Traditionally, most luxury cars were large vehicles, though smaller sports-oriented models were always produced. "Compact" luxury vehicles such as hatchbacks, and off-road capable sport utility vehicles, are more recent expansions of luxury qualities in various cars.
Increasing (comfort) features, materials quality, interior space, innovations, and or performance have consistently been competitive strategies between car makers, practically throughout the history of the automobile.
Several car classification schemes include a luxury category, such as:
- Australia: Since the year 2000, the Federal Government's luxury car tax applies to new vehicles over a certain purchase price, with higher thresholds applying for cars considered as fuel efficient. As of 2019, the thresholds were approximately AU$66,000 (US$50,000) for normal cars and AU$76,000 (US$57,000) for fuel-efficient cars.
- Europe: Luxury cars are classified as F-segment vehicles in the European Commission classification scheme.
- Italy: The term "auto di lusso" is used for luxury cars.
- France: The term "voiture de luxe" is used for luxury cars.
- Germany: The term German: Oberklasse (upper class) is used for luxury cars.
- Russia: The term (автомобиль представительского класса ("representative class vehicle, also translated as luxury vehicle) is used for luxury cars.
- Rental cars: The ACRISS Car Classification Code is a system used by many car rental companies to define equivalent vehicles across brands. This system includes "Luxury" and "Luxury Elite" categories (along with "Premium" and "Premium Elite" categories). The criteria for a vehicle to be considered "luxury" is not published.
Luxury cars have traditionally emphasized higher levels of comfort and safety. Manufacturers often introduce new safety technologies and comfort amenities on luxury models before they are available on more affordable models. Some brands, like Audi and BMW have expanded their marketing by "introducing lesser priced and strip-down economy versions of their products."

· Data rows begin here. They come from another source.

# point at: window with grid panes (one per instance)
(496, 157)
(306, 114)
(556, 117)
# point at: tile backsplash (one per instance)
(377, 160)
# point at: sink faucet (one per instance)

Luxury vehicles can be a status symbol for conspicuous consumption. However, since many European luxury car buyers shy away from conspicuous consumption, brands offer buyers the option of removing exterior badges that identify the model name or engine size.
The suspension system of most luxury cars is tuned to prioritize ride quality over handling, however, some cars are marketed as "sports luxury" and have a greater emphasis on handling characteristics.
Layout and powertrain
Traditionally, luxury cars have used a front-engine, rear-wheel drive (FR) layout. The FR layout is more expensive to produce and produces lower fuel economy than a front-wheel drive layout, however, it allows for larger engines (particularly straight-six, V8, and V12) to be used.

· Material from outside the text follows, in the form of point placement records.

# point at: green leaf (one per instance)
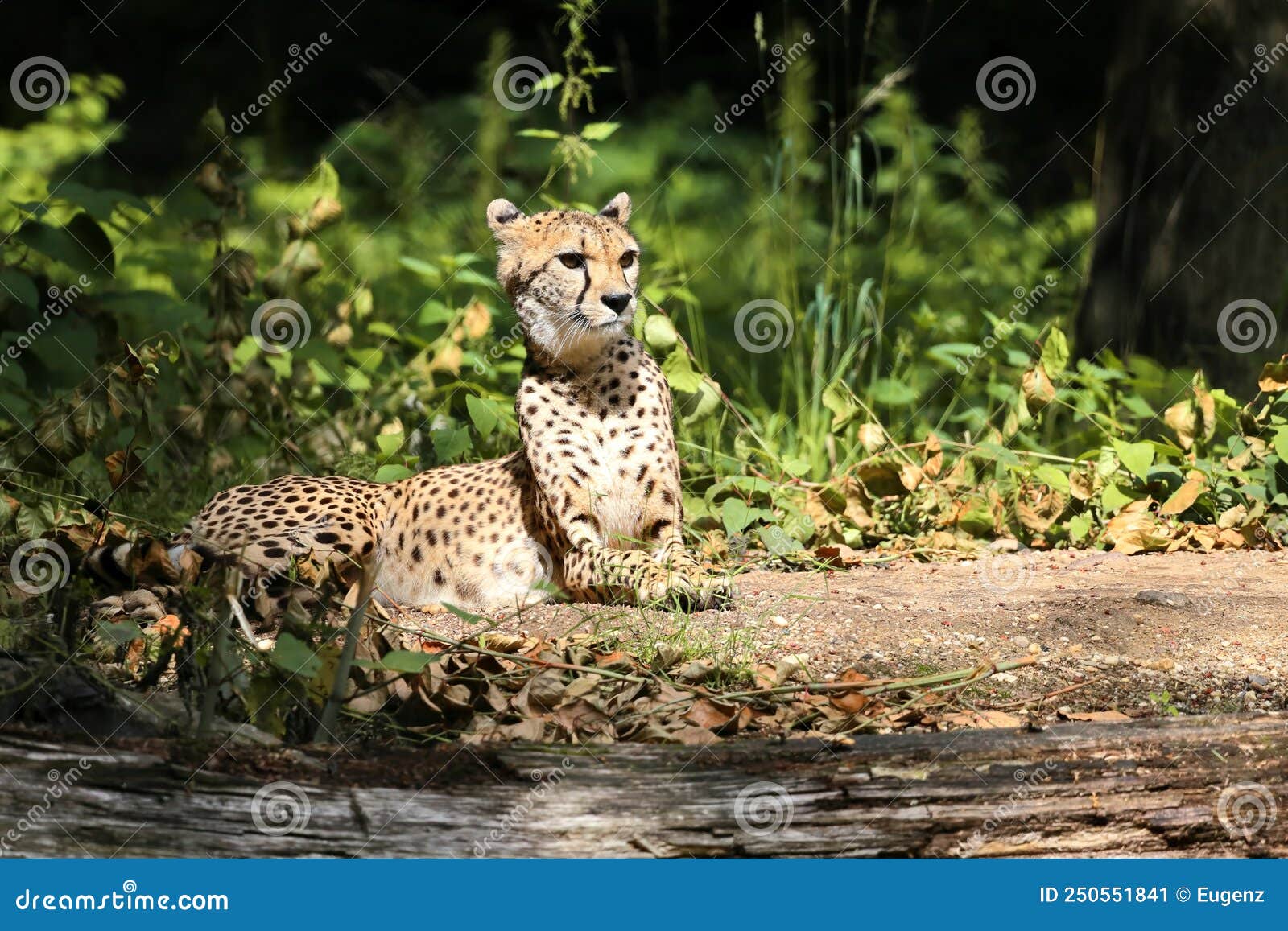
(120, 632)
(482, 415)
(19, 287)
(597, 132)
(1051, 476)
(679, 373)
(1055, 353)
(406, 661)
(840, 402)
(1080, 525)
(450, 443)
(1137, 457)
(295, 657)
(736, 515)
(892, 393)
(1114, 499)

Some American luxury cars during the 1970s through the 1990s switched to a front-wheel drive layout with transverse engine, due to the Arab Oil Embargo of 1973 and the 1979 fuel crises which eliminated many FR platforms in favor of the more economical front-wheel drive (FF) layout. From the early 2000s, several of these American luxury cars reverted to FR layouts.

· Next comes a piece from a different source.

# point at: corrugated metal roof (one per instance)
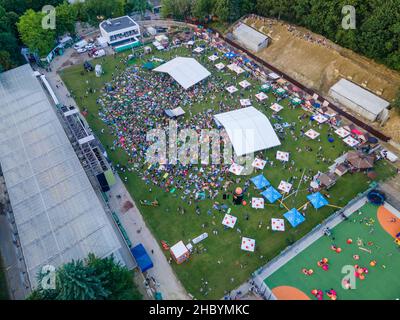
(57, 213)
(360, 96)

Prior to World War II, a wide array of European producers made luxury cars, including Rolls-Royce, Bugatti, Delage, Delahaye, Talbot-Lago, Bentley, Alvis, Avions Voisin, Isotta Fraschini, Horch, Simson, Stoewer, Maybach, Mercedes-Benz, Hispano Suiza, Daimler Company, and Spyker.
France was a leading producer of powerful luxury automobiles prior to World War II. After World War II, the French government used puissance fiscale tax regulations to encourage manufacturers to build cars with small engines, and French motorists to buy them. The Maserati-powered Citroën SM and the Citroën C6 were arguably the last domestic French luxury cars. In the 2010s, some French manufacturers have attempted to develop luxury cars, however the lack of a historical legacy has hindered these efforts. In 2014, Citroën introduced DS Automobiles sub-brand to market luxury cars.
Pre World War II intermediate car manufacturers like Renault, Fiat, Opel, Lancia, Škoda, Riley, Praga, Peugeot, Hillman and Tatra made luxury cars but were forced to make economy cars and superminis post World War II. Following World War II, Germany rose to become an export powerhouse, building on success with the Mercedes-Benz brand, later joined by BMW, which acquired Rolls-Royce Motor Cars in 1998, as well as Volkswagen which much later controlled or acquired additional brands such as Audi, Porsche, Bentley, Lamborghini, and Bugatti brands.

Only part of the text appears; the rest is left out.